Le "programme d'accommodation," un programme bien connu développé par l'industrie du tabac aux Etats-Unis pour empêcher que ne soient établies des lois contre le tabagisme dans les restaurants et lieux de travail, fut employé en Suisse. Le fait que même le logo était le même que celui utilisé aux Etats-Unis est un autre exemple de la manière dont les compagnies de tabac recyclent leurs stratégies et leurs tactiques dans le monde entier.

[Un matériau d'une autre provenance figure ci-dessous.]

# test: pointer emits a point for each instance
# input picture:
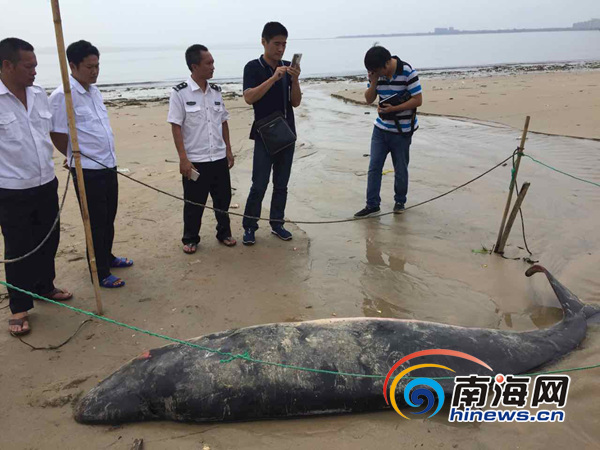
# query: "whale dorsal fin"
(570, 303)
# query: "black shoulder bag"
(274, 129)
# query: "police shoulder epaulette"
(180, 86)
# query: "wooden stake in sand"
(497, 248)
(513, 216)
(60, 43)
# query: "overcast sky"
(171, 22)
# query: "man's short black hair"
(273, 29)
(9, 49)
(376, 58)
(193, 55)
(78, 51)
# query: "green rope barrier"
(245, 356)
(560, 171)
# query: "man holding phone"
(198, 121)
(270, 85)
(400, 93)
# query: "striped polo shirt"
(404, 78)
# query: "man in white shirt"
(96, 140)
(28, 185)
(198, 120)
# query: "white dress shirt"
(25, 145)
(201, 116)
(94, 133)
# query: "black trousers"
(102, 192)
(214, 180)
(26, 216)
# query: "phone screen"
(296, 59)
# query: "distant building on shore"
(449, 30)
(592, 24)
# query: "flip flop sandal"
(112, 282)
(192, 247)
(55, 291)
(121, 262)
(231, 242)
(19, 323)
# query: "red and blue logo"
(415, 398)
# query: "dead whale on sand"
(181, 383)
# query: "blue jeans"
(382, 143)
(261, 171)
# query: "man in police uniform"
(28, 185)
(198, 120)
(96, 140)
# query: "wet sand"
(418, 265)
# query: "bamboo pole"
(513, 216)
(512, 185)
(60, 43)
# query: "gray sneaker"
(398, 208)
(366, 211)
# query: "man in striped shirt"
(389, 76)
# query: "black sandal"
(19, 323)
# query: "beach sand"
(419, 265)
(560, 103)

La stratégie qui consiste à détourner l'attention du public du problème du tabagisme passif en faisant appel au problème de la qualité de l'air intérieur en général était (et demeure) une des stratégies majeures employées par l'industrie du tabac pour diluer le problème du tabagisme passif avec ceux d'autres produits polluants et de la ventilation des bâtiments. A ces fins, une compagnie de contrôle de la qualité de l'air intérieur ayant des liens étroits avec l'industrie du tabac, ACVA Atlantic Inc., USA, plus tard renommée Healthy Buildings International (HBI), receuillit une large quantité de données pour l'industrie du tabac afin de l'aider à minimiser le rôle de la fumée de tabac comme polluant de l'air intérieur. Des employés de HBI furent envoyés en Suisse pour récolter des données sur les immeubles suisses, et ces informations furent utilisées dans les bulletins de HoReCa pour soutenir le programme d'accommodation et décourager les réglementations contre le tabagisme. HBI a depuis été discréditée aux Etats-Unis en tant qu'autorité impartiale sur le sujet de contrôle de la qualité de l'air intérieur.

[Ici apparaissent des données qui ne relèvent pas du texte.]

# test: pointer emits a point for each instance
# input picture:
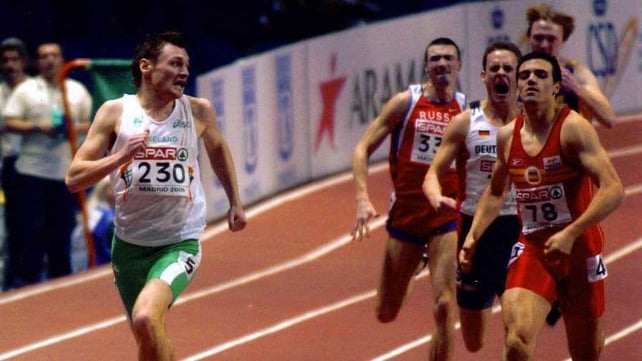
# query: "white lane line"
(210, 233)
(306, 258)
(282, 325)
(621, 334)
(618, 254)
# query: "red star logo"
(329, 93)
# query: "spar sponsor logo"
(551, 193)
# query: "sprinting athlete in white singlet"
(470, 141)
(151, 141)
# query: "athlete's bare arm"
(452, 143)
(584, 84)
(580, 142)
(91, 164)
(491, 201)
(220, 158)
(392, 114)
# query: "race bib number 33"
(428, 135)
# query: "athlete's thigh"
(524, 312)
(177, 265)
(442, 262)
(401, 259)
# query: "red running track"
(293, 287)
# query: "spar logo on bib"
(161, 153)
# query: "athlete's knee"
(473, 343)
(144, 323)
(518, 346)
(386, 313)
(443, 310)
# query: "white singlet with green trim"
(159, 195)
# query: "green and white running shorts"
(134, 266)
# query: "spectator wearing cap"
(47, 210)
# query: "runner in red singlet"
(415, 120)
(554, 158)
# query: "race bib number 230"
(162, 170)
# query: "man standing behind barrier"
(13, 54)
(470, 139)
(415, 120)
(152, 144)
(554, 158)
(580, 90)
(47, 210)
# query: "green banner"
(111, 79)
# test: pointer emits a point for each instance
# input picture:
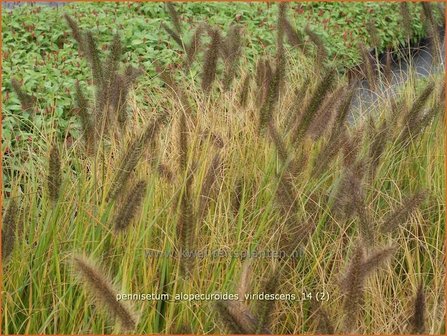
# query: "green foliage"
(39, 49)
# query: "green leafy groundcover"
(38, 48)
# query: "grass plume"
(129, 208)
(102, 289)
(418, 318)
(211, 56)
(54, 174)
(9, 226)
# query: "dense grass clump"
(273, 186)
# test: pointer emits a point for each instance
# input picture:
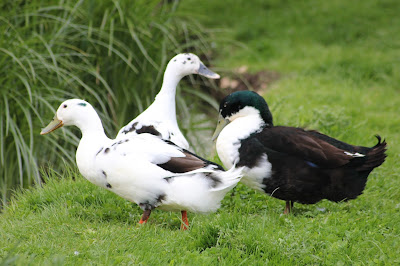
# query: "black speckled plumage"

Les compagnies de tabac essayèrent d'influencer la réglementation sur le tabagisme dans les avions à travers le financement partiel des congrès mondiaux de l'IFAA (International Flight Attendants' Association). Cette influence fut établie en favorisant de bonnes relations avec le président de l'association, une stratégie souvent utilisée par l'industrie du tabac pour influencer les associations. Quand, suivant l'établissements des vols non fumeurs aux Etats-Unis et dans d'autres pays, Swissair imposa enfin l'interdiction de fumer sur ses vols, elle fut sévèrement critiquée dans les journaux par le "Club des Fumeurs" Suisse, et plus tard par le "Club des Amis du Tabac" Suisse, dont le président et fondateur est un ancien cadre de relations publiques pour l'industrie du tabac.

L'Association Suisse des Fabricants de Cigarettes influença la réglementation sur le tabagisme dans les trains avec succès grâce à des lettres envoyées aux éditeurs de quotidiens et des requêtes directes auprès des autorités cantonales et du directeur du réseau ferroviaire national. Deux référendums sur l'interdiction de publicité pour le tabac et l'alcool en 1979 et 1993 furent rejetés par les électeurs Suisses, malgré les sondages pré-vote positifs, à cause de l'alliance de l'industrie du tabac avec les agences de publicité et la presse écrite. Les compagnies de tabac réussirent à dissimuler leur rôle dans cette campagne afin d'éviter toute publicité négative, tout en finançant la campagne contre l'interdiction de publicité et en lui fournissant des arguments développés par des sociétés de relations publiques et des avocats à travers le centre international d'information sur le tabac, INFOTAB. Les compagnies de tabac et leurs alliés employèrent des arguments économiques et politiques, tels que la menace d'effets négatifs sur l'emploi, les revenus, les impôts, et le droit des individus et des entreprises de combattre les interdictions de publicité.

Les liens étroits entre l'industrie du tabac et les figures politiques et officielles furent développés et maintenus à travers de nombreuses réunions avec les dirigeants des partis politiques et de nombreux briefings du "comité électoral pro-tabac" au Parlement. Ce comité électoral permit à l'industrie du tabac de rester bien informée au sujet de l'agenda politique et de facilement influencer le processus politique.

Bien que la Suisse ait certains des programmes de santé publique les plus progressistes et innovateurs, la plupart des partisans de la santé publique sous-estiment le pouvoir et la force motrice de l'industrie du tabac et qu'une minorité parmi eux a confronté l'industrie directement.